Daniel Balaban is one of the key figures of the Czech art scene, which he entered in the mid-eighties. The exhibition presents the artist's work, where reflection of Ostrava, as a vague leitmotif, permeates in contrast to the sacral and social issues and interpersonal relationships. They are often complemented by allegoric escapes from reality and by encrypted puns that have been essential for his whole work to this day.
Religious themes
The seventies and eighties of the last century are a period of stagnation and the problematics of disturbed interpersonal relationships. Especially in the field of artistic creation it was not possible to speak out against the established system.
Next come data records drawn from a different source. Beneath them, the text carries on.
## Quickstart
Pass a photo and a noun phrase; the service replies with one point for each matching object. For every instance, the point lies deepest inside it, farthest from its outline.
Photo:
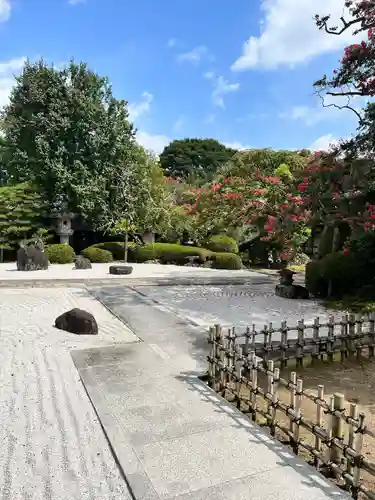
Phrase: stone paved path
(52, 445)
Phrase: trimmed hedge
(60, 254)
(226, 260)
(97, 255)
(336, 275)
(222, 243)
(115, 247)
(169, 253)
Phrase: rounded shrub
(335, 275)
(60, 254)
(115, 247)
(226, 261)
(168, 253)
(222, 243)
(97, 255)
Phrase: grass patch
(351, 304)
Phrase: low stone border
(52, 283)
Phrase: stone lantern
(64, 227)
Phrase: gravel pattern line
(53, 447)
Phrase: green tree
(267, 161)
(21, 214)
(194, 158)
(69, 136)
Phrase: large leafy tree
(267, 161)
(194, 158)
(69, 136)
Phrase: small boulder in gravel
(77, 321)
(82, 263)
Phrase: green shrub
(336, 275)
(60, 254)
(97, 255)
(226, 261)
(115, 247)
(169, 253)
(222, 243)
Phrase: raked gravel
(52, 445)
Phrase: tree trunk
(126, 248)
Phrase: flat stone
(120, 270)
(77, 321)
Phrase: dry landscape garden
(76, 189)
Efforts to pursue an artistic career with the family genealogy such as the one of Daniel Balaban seemed impossible. Yet it was perhaps his strong evangelical faith which made him to keep creating and which contributed to the specificity of his creation, in the form of imaginative figuration, sign, and eclecticism that he approaches in quite a specific way. The topics, which Balaban perhaps might not escape from, are religious motifs mostly in monumental concepts, which are due to the author's knowledge of Christian theology subjected to a difficult test. In a quite peculiar way, he deals with holiness and martyrdom, which disguise and remove humanity, while it is not determinative how the man lived, but how he died. Balabán's "passiones martyrum" are distinctive, whether it is the St. Catherine, 1993, which tries the tip of the sword with almost masochistic curiosity, or androgynous Saint Sebastian, 2000. The sensual Pink Cross, 2003, evokes erotic pleasure. Most of the works do not have a clear meaning. There is always subjectivity of the author included, which the perceiver can find irritating because he usually wants to know a clear answer. Although he is strict to empty idols, many pieces have lyrical touch.
People and relationships
Another big theme is the human relationships - relationships between children and parents, generational statement, search for the specifics of men and women. One part of the work is a reflection of personal memories, which are intertwined by children's games of his sons, Lego - Holiday 1994, with memories of his own childhood, Summer 1969, 2014, where he demonstrates his typical irony and seeming dehonestation of a memory. In this case, in a form of unidentified characters of the author, his brother, and father, who are hidden in the reeds, and capturing fleeting memories of a boring summer by water with his parents, which was actually nice. An unexpected punch and playing with purely personal vision of his loved ones in a banal moment, he melts to more complex vain philosophizing in the painting called The Dance of Life, 2007. We could accuse the author of indifference or even cruelty in case of the Red Cavalry, 2014 and the Scenery - Red Cavalry, 2014 works, which are a reflection of downed plane over Ukraine. The emotionality of the work is further increased by wild colours and the abstract form, not very typical for the author. Balaban does not laugh at tragedy - on the contrary, he is aware of the duality because in a tragedy, there is often something tragicomic and also harshly incomprehensible for those who are not direct participants. Typical is the ambiguity of the content as well as sensory, direct relationship to the world of today, where the desire for a sensation may evoke broadside ballads and murder ballads that were so popular part of the fairground productions and which are now substituted by tabloid newspapers, because people like unbelievable news about the life and death of others. The same irony and charm of the unwanted, which shows the everyday life, is captured in the Children, 2006 and the Clearance, 2008. Balaban's creation is constantly balancing between reality and order, chaos and anarchy. In his work, a painter, poet, educator, commentator of life, and many other personalities meet. Their conflict creates a very distinctive, shy, eccentric, humble and controversial art.